Dover Street Market Thrives in Defiance

Dover Street Market, founded by couple, and heads of line Comme des Garçons, Rei Kawakubo and Adrian Joffe, has found success in the retail space by defying the setting, methods, and stocking practices of traditional stores. Their brand coexists in each of Dover Street Market’s six locations with competitors and upstarts alike; streetwear, luxury, and everyday items are placed throughout the store like a bazaar: “Dover Street Market groups most of its single-brand spaces, which make up the majority of the floor plan, by creator, giving each designer permission to dream up site-specific installations. As long as they put up panels to protect walls and conform to strict size requirements, almost anything goes,” Alexandra Marshall of the Wall Street Journal writes. But the idea has become more than just a retail space; the hospitality of Kawakubo and Joffe has helped launch brands like Gosha Rubchinskiy and Jacquemus, and their fluid business style has remained relentless through trends and market crashes alike. Read more in-depth analysis at the Wall Street Journal.
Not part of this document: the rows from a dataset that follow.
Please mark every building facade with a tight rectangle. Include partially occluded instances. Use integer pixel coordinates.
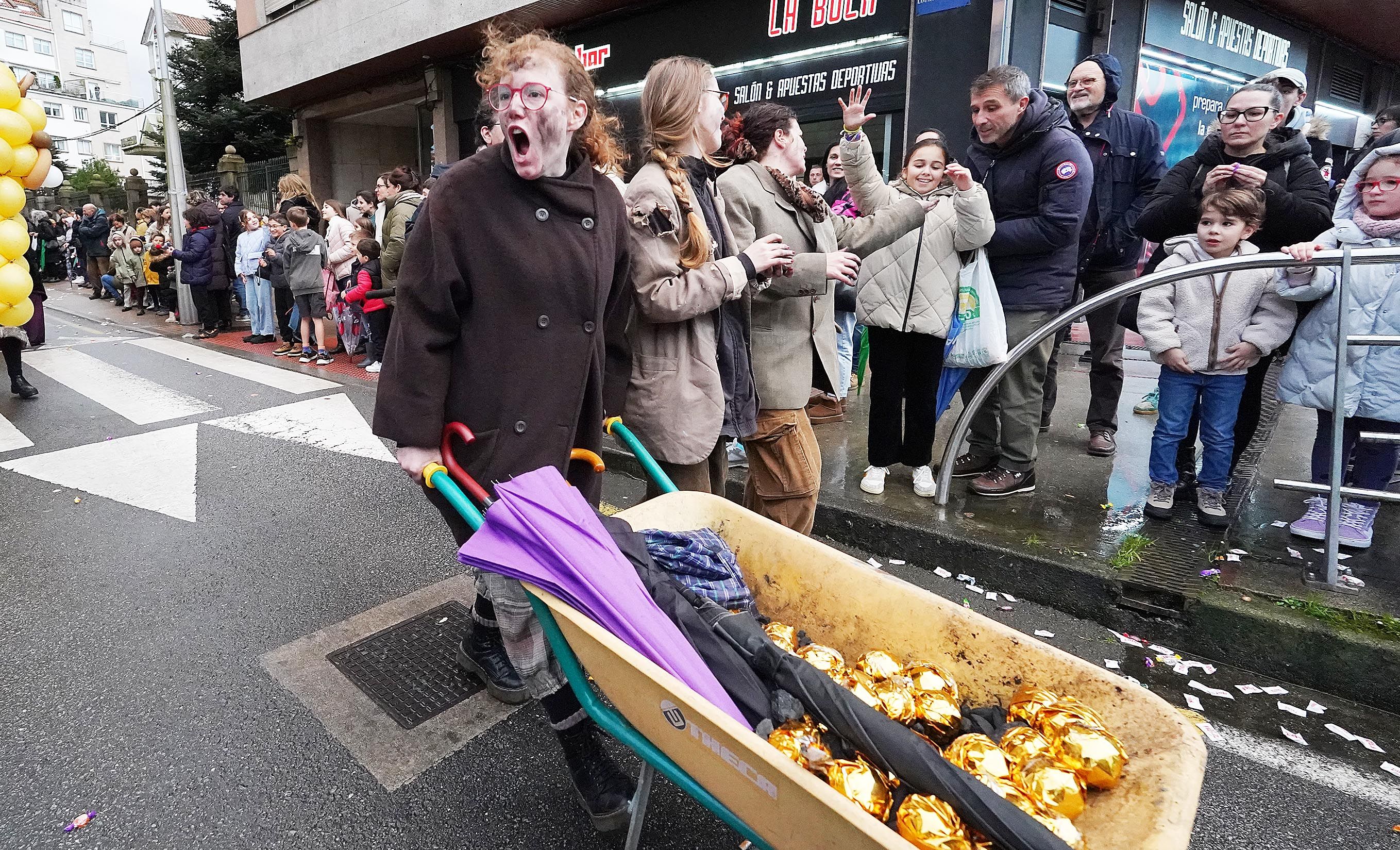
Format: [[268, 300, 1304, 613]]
[[238, 0, 1400, 197], [0, 0, 150, 185]]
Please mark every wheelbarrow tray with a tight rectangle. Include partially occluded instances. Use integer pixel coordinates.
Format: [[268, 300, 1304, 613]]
[[529, 493, 1205, 850]]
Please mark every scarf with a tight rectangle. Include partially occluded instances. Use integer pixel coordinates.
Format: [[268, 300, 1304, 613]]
[[769, 168, 832, 224], [1351, 206, 1400, 240]]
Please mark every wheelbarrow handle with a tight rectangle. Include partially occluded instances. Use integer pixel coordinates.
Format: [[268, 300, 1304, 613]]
[[445, 422, 496, 510], [603, 416, 680, 493]]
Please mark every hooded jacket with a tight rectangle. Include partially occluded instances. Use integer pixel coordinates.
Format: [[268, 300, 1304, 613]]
[[1137, 130, 1331, 256], [967, 90, 1093, 311], [1138, 237, 1295, 375], [1071, 53, 1166, 272], [1277, 144, 1400, 422], [841, 135, 997, 338]]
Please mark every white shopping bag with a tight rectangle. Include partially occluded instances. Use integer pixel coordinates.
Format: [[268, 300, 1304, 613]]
[[943, 248, 1007, 368]]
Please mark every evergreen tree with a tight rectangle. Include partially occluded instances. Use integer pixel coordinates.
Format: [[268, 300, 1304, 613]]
[[162, 0, 291, 173]]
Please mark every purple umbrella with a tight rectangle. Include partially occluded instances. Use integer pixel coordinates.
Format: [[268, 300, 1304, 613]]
[[458, 466, 749, 728]]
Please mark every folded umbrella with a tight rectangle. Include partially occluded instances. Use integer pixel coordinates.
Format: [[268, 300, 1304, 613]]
[[458, 466, 752, 728]]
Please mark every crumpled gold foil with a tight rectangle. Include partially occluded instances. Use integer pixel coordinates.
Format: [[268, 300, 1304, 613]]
[[826, 759, 892, 821], [1007, 685, 1060, 725], [875, 679, 918, 723], [1017, 754, 1085, 821], [763, 620, 797, 654], [855, 650, 900, 680], [1050, 723, 1128, 788], [914, 690, 962, 735], [797, 643, 846, 674], [895, 794, 972, 850], [904, 661, 960, 702], [943, 732, 1012, 783]]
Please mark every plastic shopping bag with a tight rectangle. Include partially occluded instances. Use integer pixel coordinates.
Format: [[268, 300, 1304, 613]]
[[943, 248, 1007, 368]]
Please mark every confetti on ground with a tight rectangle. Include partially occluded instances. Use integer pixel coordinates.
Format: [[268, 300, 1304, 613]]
[[1189, 679, 1235, 700]]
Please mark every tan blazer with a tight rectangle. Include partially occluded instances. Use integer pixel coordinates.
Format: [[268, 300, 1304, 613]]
[[720, 160, 924, 410], [623, 162, 752, 463]]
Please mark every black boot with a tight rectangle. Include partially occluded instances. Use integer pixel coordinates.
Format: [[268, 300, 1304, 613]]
[[559, 719, 637, 832], [457, 623, 529, 706], [10, 375, 39, 399]]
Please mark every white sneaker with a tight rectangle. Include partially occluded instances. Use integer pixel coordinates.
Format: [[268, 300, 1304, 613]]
[[861, 466, 889, 496], [914, 466, 938, 498]]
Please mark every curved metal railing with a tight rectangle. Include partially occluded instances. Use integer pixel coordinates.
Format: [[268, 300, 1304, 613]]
[[934, 248, 1400, 504]]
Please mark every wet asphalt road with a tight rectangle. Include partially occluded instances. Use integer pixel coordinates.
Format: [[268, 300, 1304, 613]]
[[0, 313, 1400, 850]]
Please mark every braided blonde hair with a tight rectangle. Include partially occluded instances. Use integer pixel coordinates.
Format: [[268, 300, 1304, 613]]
[[641, 56, 717, 269]]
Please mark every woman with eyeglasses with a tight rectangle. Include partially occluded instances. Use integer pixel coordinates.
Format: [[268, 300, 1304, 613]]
[[623, 56, 792, 496], [1278, 140, 1400, 549], [1137, 82, 1331, 489]]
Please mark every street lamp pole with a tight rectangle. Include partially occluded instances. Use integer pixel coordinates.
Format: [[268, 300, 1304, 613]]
[[151, 0, 199, 325]]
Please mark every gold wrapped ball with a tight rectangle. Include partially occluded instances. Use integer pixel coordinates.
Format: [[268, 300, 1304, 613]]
[[1050, 724, 1128, 790], [826, 759, 890, 821], [855, 650, 900, 680]]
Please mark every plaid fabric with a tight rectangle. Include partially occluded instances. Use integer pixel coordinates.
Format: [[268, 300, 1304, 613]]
[[641, 528, 753, 610]]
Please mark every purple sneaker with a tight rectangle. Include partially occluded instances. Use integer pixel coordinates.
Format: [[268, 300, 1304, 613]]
[[1288, 496, 1327, 541], [1337, 502, 1380, 549]]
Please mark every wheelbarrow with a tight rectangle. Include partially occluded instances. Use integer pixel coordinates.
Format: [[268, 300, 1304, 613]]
[[426, 420, 1205, 850]]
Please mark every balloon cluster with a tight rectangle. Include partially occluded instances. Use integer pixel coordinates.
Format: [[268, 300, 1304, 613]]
[[0, 64, 63, 328]]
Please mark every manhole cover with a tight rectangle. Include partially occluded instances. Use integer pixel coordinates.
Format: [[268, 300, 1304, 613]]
[[326, 602, 483, 729]]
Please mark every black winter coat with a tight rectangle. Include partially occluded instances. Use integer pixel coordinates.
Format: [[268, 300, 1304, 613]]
[[967, 90, 1093, 311], [374, 144, 633, 503], [1138, 133, 1331, 256]]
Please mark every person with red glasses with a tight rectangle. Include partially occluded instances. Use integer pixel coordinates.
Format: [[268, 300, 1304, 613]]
[[1278, 140, 1400, 549], [374, 25, 634, 829]]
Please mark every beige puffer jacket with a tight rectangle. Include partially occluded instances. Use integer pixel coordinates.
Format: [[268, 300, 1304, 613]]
[[840, 133, 997, 338]]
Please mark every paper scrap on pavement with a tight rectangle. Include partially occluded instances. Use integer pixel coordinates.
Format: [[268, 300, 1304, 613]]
[[1190, 679, 1235, 700]]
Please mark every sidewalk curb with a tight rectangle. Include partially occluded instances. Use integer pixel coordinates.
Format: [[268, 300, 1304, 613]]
[[602, 441, 1400, 713]]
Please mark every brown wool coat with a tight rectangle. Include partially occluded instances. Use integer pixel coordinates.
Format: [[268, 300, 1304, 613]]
[[374, 146, 631, 502]]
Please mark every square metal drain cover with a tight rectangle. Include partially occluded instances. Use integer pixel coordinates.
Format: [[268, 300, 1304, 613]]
[[326, 602, 483, 729]]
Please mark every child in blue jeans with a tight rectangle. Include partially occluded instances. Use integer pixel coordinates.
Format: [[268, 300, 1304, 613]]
[[1138, 188, 1295, 528]]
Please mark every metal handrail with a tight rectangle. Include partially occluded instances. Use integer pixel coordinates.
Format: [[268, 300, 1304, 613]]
[[934, 248, 1400, 504]]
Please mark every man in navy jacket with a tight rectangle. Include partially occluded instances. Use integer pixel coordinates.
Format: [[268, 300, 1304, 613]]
[[1040, 53, 1166, 458], [953, 64, 1093, 496]]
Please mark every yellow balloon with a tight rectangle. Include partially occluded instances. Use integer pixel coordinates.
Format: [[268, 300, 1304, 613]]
[[0, 174, 25, 219], [0, 219, 29, 260], [14, 98, 49, 133], [10, 144, 39, 179], [0, 111, 33, 147], [0, 298, 33, 328]]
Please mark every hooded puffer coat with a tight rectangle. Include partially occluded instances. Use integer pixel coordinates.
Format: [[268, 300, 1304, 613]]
[[841, 135, 997, 338], [1278, 144, 1400, 422]]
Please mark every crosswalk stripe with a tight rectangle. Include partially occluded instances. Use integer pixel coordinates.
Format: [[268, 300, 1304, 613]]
[[127, 336, 339, 395], [24, 348, 218, 424], [0, 416, 33, 452]]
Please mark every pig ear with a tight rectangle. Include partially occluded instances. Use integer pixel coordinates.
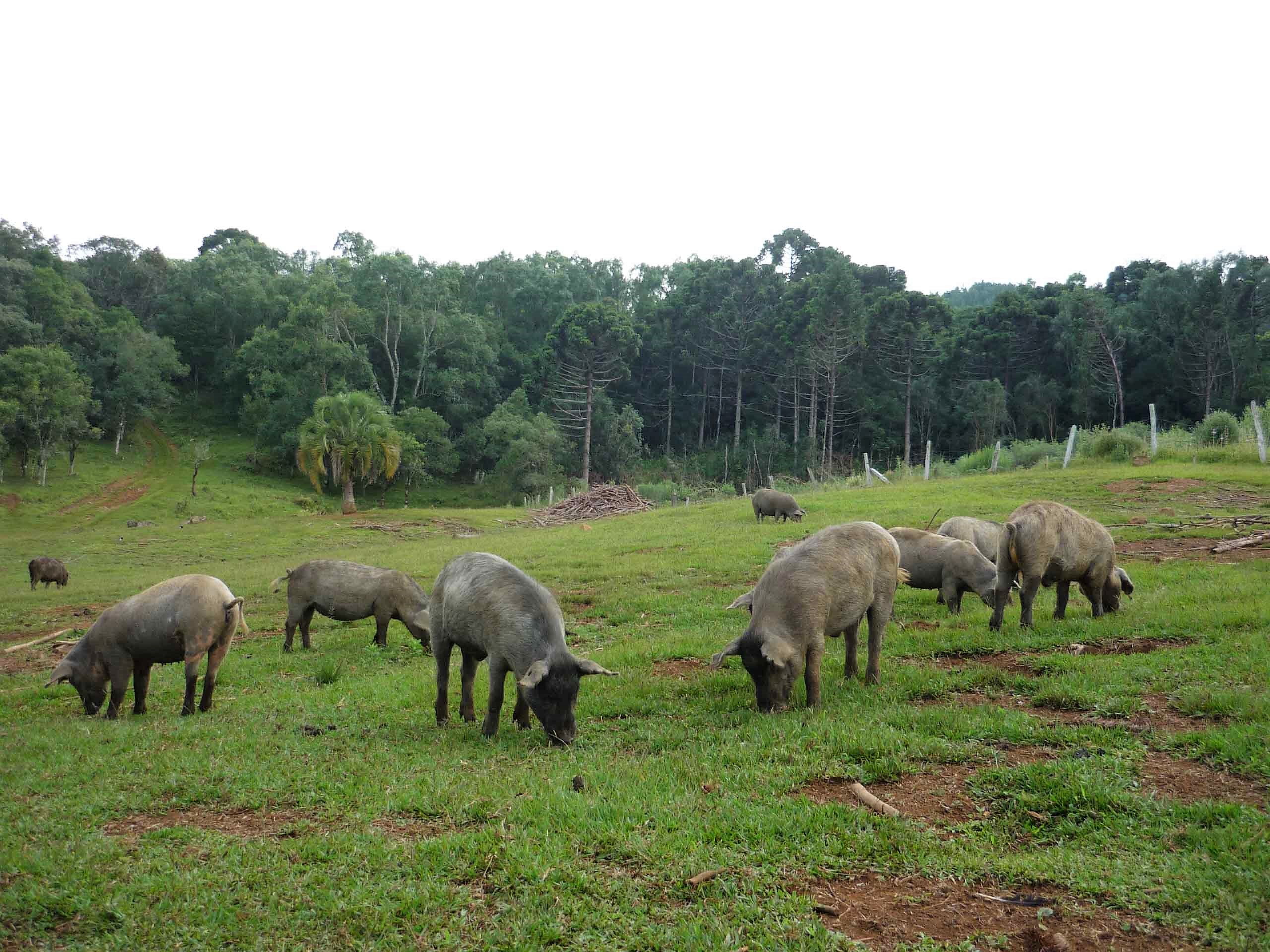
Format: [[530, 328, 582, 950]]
[[515, 659, 551, 688], [710, 635, 746, 671], [45, 659, 75, 688], [762, 637, 798, 668]]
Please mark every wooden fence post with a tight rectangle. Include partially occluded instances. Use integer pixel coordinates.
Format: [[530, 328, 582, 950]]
[[1252, 400, 1266, 465], [1063, 425, 1076, 470]]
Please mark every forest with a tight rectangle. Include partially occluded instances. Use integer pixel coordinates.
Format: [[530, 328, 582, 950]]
[[0, 221, 1270, 508]]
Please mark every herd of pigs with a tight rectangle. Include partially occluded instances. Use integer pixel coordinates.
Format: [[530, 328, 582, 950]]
[[29, 490, 1133, 744]]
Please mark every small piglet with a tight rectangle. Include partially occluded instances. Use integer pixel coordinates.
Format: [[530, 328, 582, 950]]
[[45, 575, 252, 720], [432, 552, 616, 744]]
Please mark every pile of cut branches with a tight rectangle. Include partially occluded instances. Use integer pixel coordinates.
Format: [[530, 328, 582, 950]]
[[533, 485, 653, 526]]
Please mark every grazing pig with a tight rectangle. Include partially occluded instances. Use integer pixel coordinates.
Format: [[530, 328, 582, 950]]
[[888, 527, 997, 614], [988, 501, 1133, 630], [432, 552, 616, 744], [710, 522, 908, 711], [752, 489, 807, 522], [272, 558, 429, 651], [45, 575, 252, 720], [935, 515, 1001, 565], [27, 556, 71, 592]]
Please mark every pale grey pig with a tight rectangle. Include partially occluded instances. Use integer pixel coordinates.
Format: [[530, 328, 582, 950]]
[[432, 552, 615, 744], [45, 575, 252, 720], [273, 558, 429, 651], [710, 522, 908, 711]]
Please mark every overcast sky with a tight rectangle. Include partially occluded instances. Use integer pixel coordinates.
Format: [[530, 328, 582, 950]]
[[0, 0, 1270, 291]]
Autonomous Air-Taxis May Only Be a Few Years Away

SkyRyse, a start-up founded by 28-year-old Mark Groden, is set on bringing an autonomous air-taxi to the market within the next decade. Other, larger companies (like Uber and Volocopter) share the same goal, but SkyRyse is expediting the process by installing autonomous technology into pre-existing aircrafts. Skipping the exhausting process of building out an expensive fleet, their to-market goal is much more attainable—meaning we may see pilot-less planes offering rides like Uber or Lyft in the air sooner than expected. And, the idea is in good hands: former employees from NASA, Space-X, and Boeing have jumped on board to helm the project. Read more at CNBC.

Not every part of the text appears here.